"Ey iman edenler kendinizi ve ailenizi yakıtı insanlar ve taşlar olan ateşten koruyun” Ayeti bizlere ailemizi ve evlatlarımızı korumamızı emreder. Bugünlerde birçok ilde insanlar sokağa çıkıp haykırıyor.  

“Hepiniz çobansınız ve güttüklerinizden sorumlusunuz. Devlet reisi bir çobandır ve reayasından sorumludur. Erkek ailesinin çobanıdır ve onlardan sorumludur. Kadın evinin çobanıdır ve ondan sorumludur.” Hadis-i Şerifi hepimize edilmiş bir emri fermandır.

Ailelerimize, gençliğimize, çocuklarımıza, neslimize ve birçok değerimize yapılan her türlü bozguncu ve sapkın saldırılara, karşı olmak zorundayız. Bunu yaparken; birilerine saldırmak ya da kin, öfke ve nefret kusmak değildir amaç. Gençlerimizin ahlâkını bozmak için, ailemizin dinî ve geleneksel yapısını tahrip etmek için çalışan bozuk zihniyetli güruha karşı dimdik ayakta olmak zorundayız. Zira bizler, dünyayı istedikleri gibi yönetmek için her türlü ifsadı ve sapkınlığı yaymaya çalışan küresel birtakım karanlık güçlerin ve aramızdaki uzantılarının açtığı hayasız bir taarruzla karşı karşıya olduğumuzun bilincinde bir toplumuz.

İnsanlık düşmanı bu bir avuç kapitalist sermaye sahiplerinin aile yapımızı, ahlakımızı, değerlerimizi ve neslimizi tahrip etmek için ne tür bir saldırı yaptıklarının ve emellerine kavuşmak için aramızdaki birtakım dernek ve örgütlenmelere milyon dolarlarla finansman harcadıklarının biz bilincinde ve farkındayız.

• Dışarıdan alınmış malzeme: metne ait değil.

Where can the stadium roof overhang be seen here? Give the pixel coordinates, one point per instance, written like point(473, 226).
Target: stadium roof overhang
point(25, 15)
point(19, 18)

Müslüman bir toplumu cihat meydanlarında yenemeyen İslam düşmanı, insanlık düşmanı karanlık güçlerin geleceğimiz olan gençlerimizi, en sağlam kalemiz olan ailemizi ve bizi biz yapan dinî, ahlakî ve insanî değerlerimizi tahrip ederek fikirsel ve kültürel olarak işgal etmeye çalıştıklarını da çok iyi biliyoruz. Bugün tarihin hiçbir döneminde olmadığı kadar bir hayasızlık ve ahlaksızlık saldırılarıyla karşı karşıya bu toplum.

M. Akif Ersoy’un;

“Arkadaş! Yurduma alçakları uğratma sakın; Siper et gövdeni, dursun bu hayasızca akın…” dediği yerdeyiz. Son kalemiz olan ailemizden asla vazgeçmeyeceğiz!

Neler yapılmalı;

Dijital platformları ve sosyal medyayı işgal eden, ailemizi ve çocuklarımızı zehirlemeyi amaçlayan yoz ve sapkın programlara, seviyesiz yayınlara müsaade etmeyiniz. Dijital aile filtresini tüm medya unsurları için zorunlu hale getirip TV’lerde fesat kaynağı dizilere ve güya aile temalı programlara müsamaha edilmesin.

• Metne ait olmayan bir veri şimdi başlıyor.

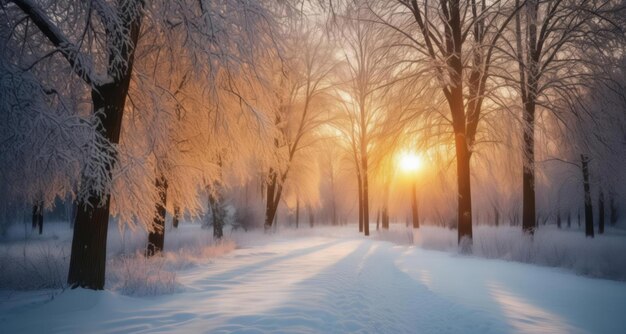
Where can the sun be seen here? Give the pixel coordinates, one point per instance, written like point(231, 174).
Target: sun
point(409, 161)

Koklamaya doyamadan okula yolladığımız çocuklarımıza değerlerimizi aşılayacak, ailenin önemini kavratacak ve yozlaşmaya karşı bilinçlendirecek bir eğitim vererek, idealist ve topluma faydalı bireyler olarak yetiştirilmesi için çaba gösterilsin.

Gittikçe yozlaşan topluma, dejenere edilmiş gençlerimize ve evlatlarımıza, sarsılan aile yapımıza, artan boşanmalara ve azalan evliliklere lütfen çare üreterek topluma rahmet eli uzatılsın.

Aileye dair politikaların Batı’nın ve feminizmin dayatmaları üzerine değil; kültürümüz, dinî ve manevi değerlerimiz üzerine, kendi medeniyet tasavvurumuzla oluşturulması sağlansın. Evlenmeyi kolaylaştıracak ve özendirecek, boşanmaları minimize edecek stratejiler geliştirilsin.

İstanbul Sözleşmesi’nin iptal edilmesi önemliydi; lakin 6284 sayılı yasa ve benzeri düzenlemeler halen yürürlükte, Bu kanunları ve mevzuatları ahlaki, milli ve dini değerlerimize uygun şekilde bir an evvel ıslah etmelidir.

Bizler, İslam medeniyetinin varisleri olarak ailemizi, neslimizi, ahlak ve maneviyatımızı, birlik ve beraberliğimizi bozmayı hedef alan kökü ister dışarıda, isterse içeride olsun, tüm fitne-fesat unsurlarına karşı mücadele etmeye kararlıyız.  Çünkü ailemiz, çocuklarımız, dini ve ahlaki değerlerimiz kırmızı çizgimizdir. Yetkililer, Müslüman halktan gelen bu yoğun talebe daha fazla kayıtsız kalmamalı ve gereken tüm adımları acilen atmalıdır artık.